Today, most traditional manufacturing methods such as molding or forming are based on the concept of mass production: fabricating large quantities of identical goods. While these techniques are extremely cost-efficient for high-volume production (over 10,000 parts), they require standardization, expensive machinery, and tooling that rarely allow for product modifications. 

Tooling for mass production processes like injection molding can easily cost $10,000+ and add weeks or months to production timelines. With mass production, manufacturers can offset these steep upfront capital expenses with high-volume orders, as cost per part decreases when the costs get distributed among thousands of parts. Mass manufacturing processes are geared toward producing identical parts in large quantities, restricting the ability to manufacture specialized or highly customized pieces economically.

In contrast, the fabrication of items based on unique specifications, also known as custom manufacturing or high-mix low-volume (HMLV) manufacturing, is traditionally performed manually in small workshops. Because of the high proportion of manual labor and the lower throughput, this results in a higher cost per part for custom products. For the same reasons, creating large quantities of individually custom-built goods, referred to as mass customization, has seldom been economically viable.

Over the last few decades, there has been a rapid development in manufacturing methods suitable for low volume production. Technologies like additive manufacturing (3D printing), CNC machining, and rapid tooling offer unique benefits for low volume production, custom manufacturing (high-mix low-volume manufacturing), and mass customization.

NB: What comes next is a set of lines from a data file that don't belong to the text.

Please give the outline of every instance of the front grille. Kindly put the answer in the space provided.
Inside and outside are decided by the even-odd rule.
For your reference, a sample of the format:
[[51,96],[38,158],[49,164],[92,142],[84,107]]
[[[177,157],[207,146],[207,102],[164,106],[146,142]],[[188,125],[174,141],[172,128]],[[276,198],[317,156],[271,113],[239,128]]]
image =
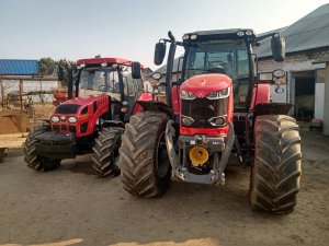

These benefits of low volume manufacturing include:

• Lower costs: Eliminate excessive tooling costs that require minimum orders to be offset, reduce barriers to market entry, and encourage innovation.

• Speed: Compress development timelines and reduce months’ long lead times for production to a couple of days or weeks to beat your competitors to the market.

• Flexibility: Solve manufacturing challenges, respond to customer feedback, iterate products quickly, and implement design changes, all rapidly and without excessive costs.

• Customization: Offer customization to customers and create products with unprecedented design freedom, including complex parts using organic, latticed, or intricate shapes without additional costs. 

Control: Tighten supply chains and shorten lead times with local, on-demand production and keep inventories of parts or sub-components to the minimum to meet changing business needs rapidly.

The drive for innovation, improved quality, and lower costs constantly pressures manufacturers as they seek to remain competitive and maximize profit. From bridging the gap between prototyping and mass production to reducing supply chain bottlenecks, let’s look at the various low volume production scenarios.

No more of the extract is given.